そして、スクリプトを実行するときは次を守ってください。
- 本番の前に、別の場所へバックアップを取る。外付けドライブなど、この作業で書き換わらない場所に。コピーしたらファイル数とハッシュ値を照合して、ちゃんと取れたか確かめる
- 必ずコピーしたフォルダで試す。本番の共有フォルダでいきなり動かさない
- 台帳が出ているか確認してから実行する。出ていないなら実行しない
- 旧名と新名の一覧を、実行前に人が目で見る。ここが唯一の関門
- 名前の衝突を先に調べる。大文字小文字を無視しても重複しないか、既にあるファイルとぶつからないか
- 上書きは禁止にする。1件でも想定外のエラーが出たら、そこで止める
- 一度戻してみる。戻せることを確かめてから本番に使う
- 誰もファイルを開いていない時間帯にやる。同期を止めても他の人が開くのは防げません。作業する時間を先に伝えておく
- クラウド同期は、同期が終わったのを確かめてから止める。作業後に戻す
1番目を落とさないでください。台帳は名前を戻せますが、中身を失ったら戻せません。スクリプトの不具合や操作ミスでファイルそのものが消えた場合、台帳には何の力もありません。
まとめ
「最終」「本当の最終」が並んだ48ファイルのフォルダを、日付と版数の名前に直しました。
ファイル名も、更新日時も、作成日時も、順序を教えてくれませんでした。更新日時で並べると5種類すべてで最新版を取り違え、48件中11件しか正しい位置に来ません。正解はファイルを開いた中にしかありませんでした。

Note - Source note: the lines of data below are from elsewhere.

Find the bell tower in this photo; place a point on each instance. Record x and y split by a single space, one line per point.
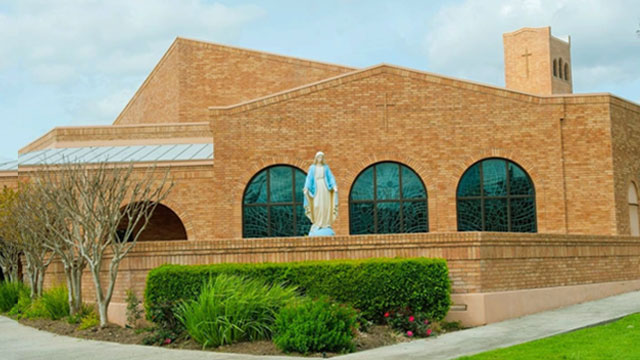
537 62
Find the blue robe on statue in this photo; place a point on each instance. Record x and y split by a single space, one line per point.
311 186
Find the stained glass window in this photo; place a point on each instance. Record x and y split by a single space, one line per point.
272 204
496 195
388 197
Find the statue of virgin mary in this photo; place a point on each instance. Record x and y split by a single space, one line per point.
320 197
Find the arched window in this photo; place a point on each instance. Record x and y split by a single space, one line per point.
634 224
164 224
272 204
388 197
496 195
560 68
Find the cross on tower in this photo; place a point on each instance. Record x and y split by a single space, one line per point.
526 56
385 108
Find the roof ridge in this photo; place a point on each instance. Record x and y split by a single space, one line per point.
264 53
303 89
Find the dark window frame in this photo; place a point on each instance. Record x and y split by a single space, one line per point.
401 200
268 204
508 195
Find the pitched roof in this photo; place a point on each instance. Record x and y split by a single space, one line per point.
401 71
115 154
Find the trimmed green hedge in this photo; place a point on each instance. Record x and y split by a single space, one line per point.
373 286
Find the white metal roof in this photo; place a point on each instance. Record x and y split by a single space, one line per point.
113 154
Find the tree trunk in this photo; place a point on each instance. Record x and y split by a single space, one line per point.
13 274
74 288
100 301
33 281
76 282
40 280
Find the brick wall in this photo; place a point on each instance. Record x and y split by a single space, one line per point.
158 98
625 129
194 75
438 127
8 179
540 48
478 262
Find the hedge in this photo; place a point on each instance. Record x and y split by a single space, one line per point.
373 286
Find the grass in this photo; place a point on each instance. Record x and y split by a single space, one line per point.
10 292
232 309
613 341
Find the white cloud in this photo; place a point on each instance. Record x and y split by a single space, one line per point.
465 39
94 54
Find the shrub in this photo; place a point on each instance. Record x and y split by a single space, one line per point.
23 305
36 310
314 326
409 323
85 311
373 285
53 305
90 320
55 302
10 293
134 313
232 309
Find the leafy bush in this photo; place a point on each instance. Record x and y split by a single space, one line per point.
90 320
85 311
314 326
10 293
52 305
36 310
409 323
232 309
23 305
373 285
55 302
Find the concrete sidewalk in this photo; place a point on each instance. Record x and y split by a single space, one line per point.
22 342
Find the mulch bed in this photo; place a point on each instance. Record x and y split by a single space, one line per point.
112 333
376 336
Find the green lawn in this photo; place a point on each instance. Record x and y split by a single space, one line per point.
617 340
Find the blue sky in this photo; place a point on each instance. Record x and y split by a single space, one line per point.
79 62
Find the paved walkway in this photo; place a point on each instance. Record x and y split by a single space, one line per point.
22 342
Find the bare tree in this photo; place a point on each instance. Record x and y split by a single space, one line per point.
106 208
60 230
31 234
9 250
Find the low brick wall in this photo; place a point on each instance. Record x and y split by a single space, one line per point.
478 262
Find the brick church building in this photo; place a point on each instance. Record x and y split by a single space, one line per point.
529 191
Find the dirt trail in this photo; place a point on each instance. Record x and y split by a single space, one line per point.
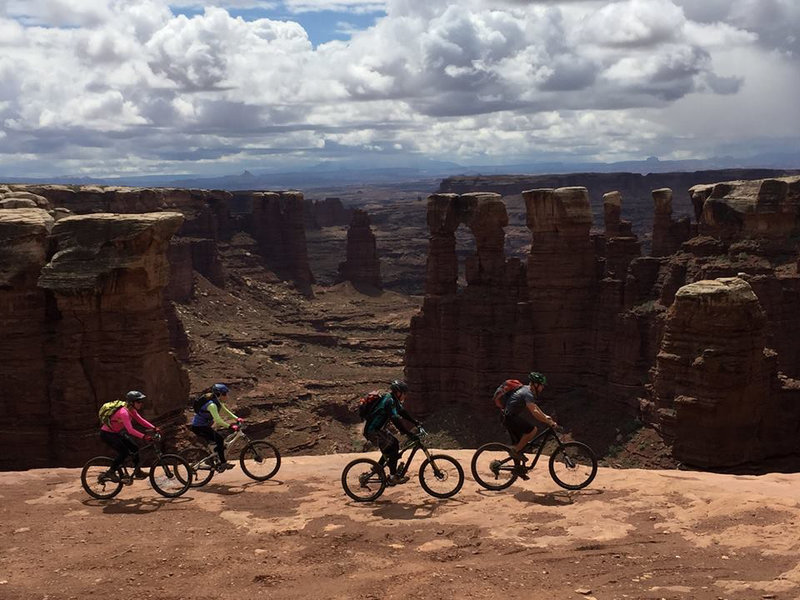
632 534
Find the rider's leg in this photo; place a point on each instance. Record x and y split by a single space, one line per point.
523 440
219 441
117 443
208 434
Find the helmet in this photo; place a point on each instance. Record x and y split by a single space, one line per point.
134 396
538 378
398 386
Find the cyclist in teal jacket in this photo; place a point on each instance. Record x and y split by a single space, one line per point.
390 408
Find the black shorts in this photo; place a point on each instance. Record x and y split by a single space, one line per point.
519 424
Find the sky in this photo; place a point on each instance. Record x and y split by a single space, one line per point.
101 88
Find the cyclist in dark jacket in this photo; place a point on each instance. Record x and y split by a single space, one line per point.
522 411
390 408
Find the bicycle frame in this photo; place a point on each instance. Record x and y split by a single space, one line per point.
541 439
229 441
413 443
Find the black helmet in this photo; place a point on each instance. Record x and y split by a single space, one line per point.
398 387
134 396
538 378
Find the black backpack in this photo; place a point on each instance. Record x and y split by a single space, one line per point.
201 400
366 404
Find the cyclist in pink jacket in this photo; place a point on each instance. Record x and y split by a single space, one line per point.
119 431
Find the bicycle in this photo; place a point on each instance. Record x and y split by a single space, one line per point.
573 465
170 475
364 479
259 459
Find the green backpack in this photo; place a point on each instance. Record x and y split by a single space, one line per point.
108 409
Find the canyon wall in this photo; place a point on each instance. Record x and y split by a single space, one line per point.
82 308
361 264
211 218
87 280
601 320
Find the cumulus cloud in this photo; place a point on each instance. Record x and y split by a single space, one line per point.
131 84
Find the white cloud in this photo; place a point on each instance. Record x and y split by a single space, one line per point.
130 82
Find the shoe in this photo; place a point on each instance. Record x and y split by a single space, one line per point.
396 479
519 456
108 476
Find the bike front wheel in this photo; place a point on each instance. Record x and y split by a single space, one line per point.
260 460
493 467
171 475
203 465
96 481
573 465
441 476
363 480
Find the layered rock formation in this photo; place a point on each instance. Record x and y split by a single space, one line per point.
592 313
713 375
25 427
361 265
275 219
278 226
91 289
326 213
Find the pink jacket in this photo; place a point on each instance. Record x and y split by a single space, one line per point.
122 420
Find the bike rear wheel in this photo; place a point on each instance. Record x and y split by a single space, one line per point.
203 465
573 465
493 467
94 480
260 460
441 476
171 475
363 480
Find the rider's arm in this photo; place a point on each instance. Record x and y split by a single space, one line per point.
539 415
228 411
219 421
140 419
406 415
125 418
401 426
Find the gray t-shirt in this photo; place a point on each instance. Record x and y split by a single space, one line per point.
519 400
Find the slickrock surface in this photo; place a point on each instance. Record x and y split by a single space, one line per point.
632 534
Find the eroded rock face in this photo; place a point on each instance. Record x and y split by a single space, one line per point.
592 313
278 226
766 209
713 375
24 241
95 328
361 265
207 221
562 279
454 350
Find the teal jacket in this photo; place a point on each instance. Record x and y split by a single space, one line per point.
388 408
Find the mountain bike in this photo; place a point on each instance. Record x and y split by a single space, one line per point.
170 475
572 465
440 475
259 459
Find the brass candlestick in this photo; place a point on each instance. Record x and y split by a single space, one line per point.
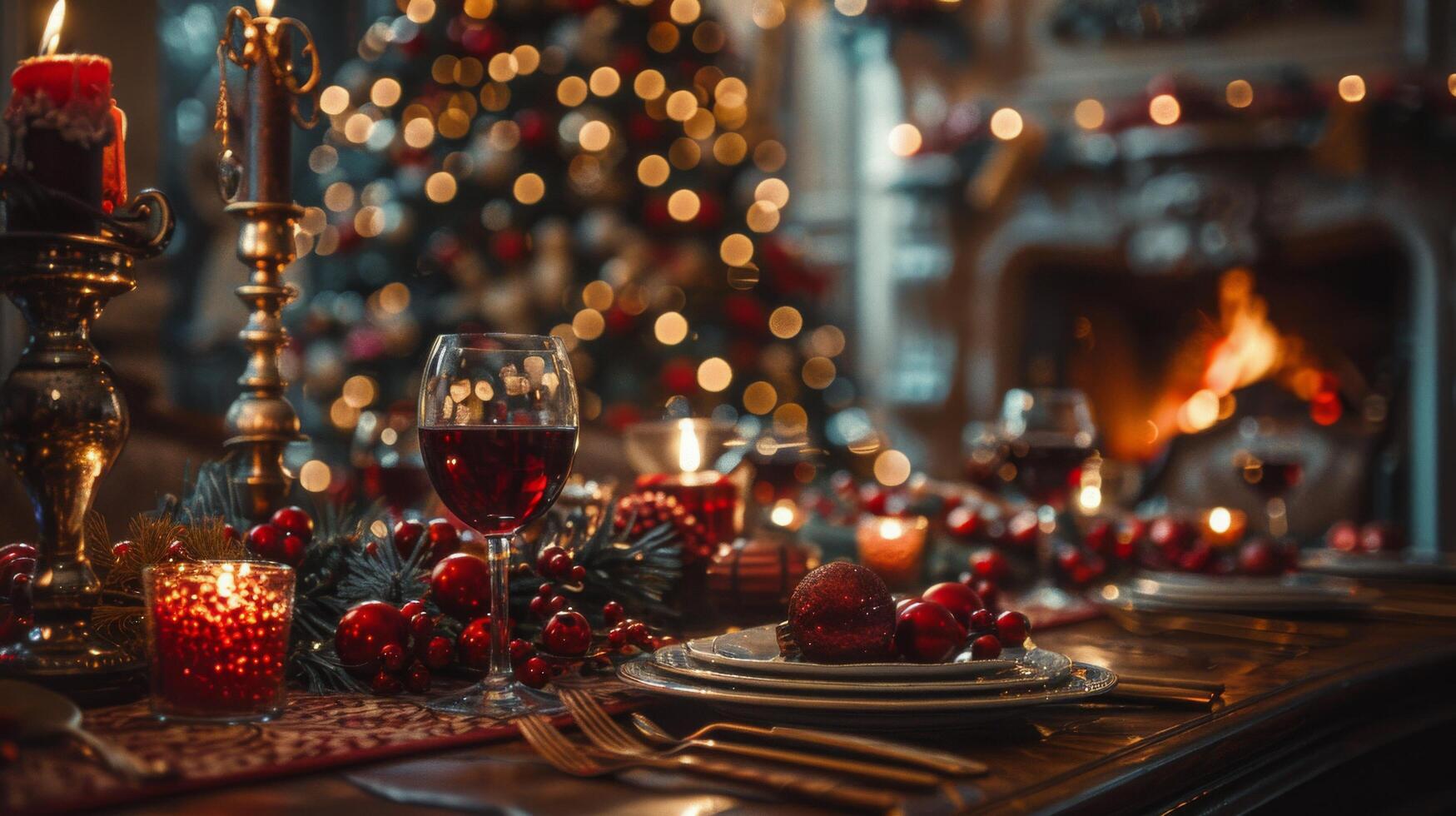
63 421
258 192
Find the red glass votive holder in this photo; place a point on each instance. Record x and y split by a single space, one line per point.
708 495
217 639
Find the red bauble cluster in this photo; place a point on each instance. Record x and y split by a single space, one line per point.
394 649
948 617
842 614
281 538
460 585
649 509
439 535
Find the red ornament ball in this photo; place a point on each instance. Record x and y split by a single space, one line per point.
460 585
293 520
567 634
927 633
843 614
958 598
475 643
363 634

リネームは元の名前を消します。だから順序が逆になります。検算してから直すのではなく、直す前に台帳を作る。台帳があれば、間違った改名からも戻せました。1回目は9件しか合っていませんでしたが、完全に元へ戻せています。
AIには3回頼みました。3回とも、中身は1バイトも壊れず、元のフォルダも無傷でした。台帳と戻す手段は、1回目は頼まなくても用意し、2回目と3回目は指示どおりに用意しました。失敗したのは、正しさだけです。
そして頼み方を工夫しても、正答率は上がりませんでした。18.8%が14.6%になっただけです。工夫が変えたのは「決められない」と言う回数のほうでした。同じ指示文でフォルダを見せたら、100%になりました。ただし「見せたうえで素朴に頼む」は試していません。1つのフォルダで3回、組み合わせも1つ空いたままの結果です。
なお今回使ったのは Claude(Opus 5)で、環境は Windows 11 です。他のAIサービスやOSで同じ結果になる保証はありません。ファイル名の大文字小文字の扱いは、OSによって変わります。
最後にもう一度書きます。今回は、見えていない部分を推測で埋めた例が2つありました。AIは更新日時から順序を作り、この記事を書いた側は一覧を700文字だけ見て残りを埋めました。いつもそうなるとは限りませんが、渡していない情報が、相手の中で埋められていないかは確かめる価値があります。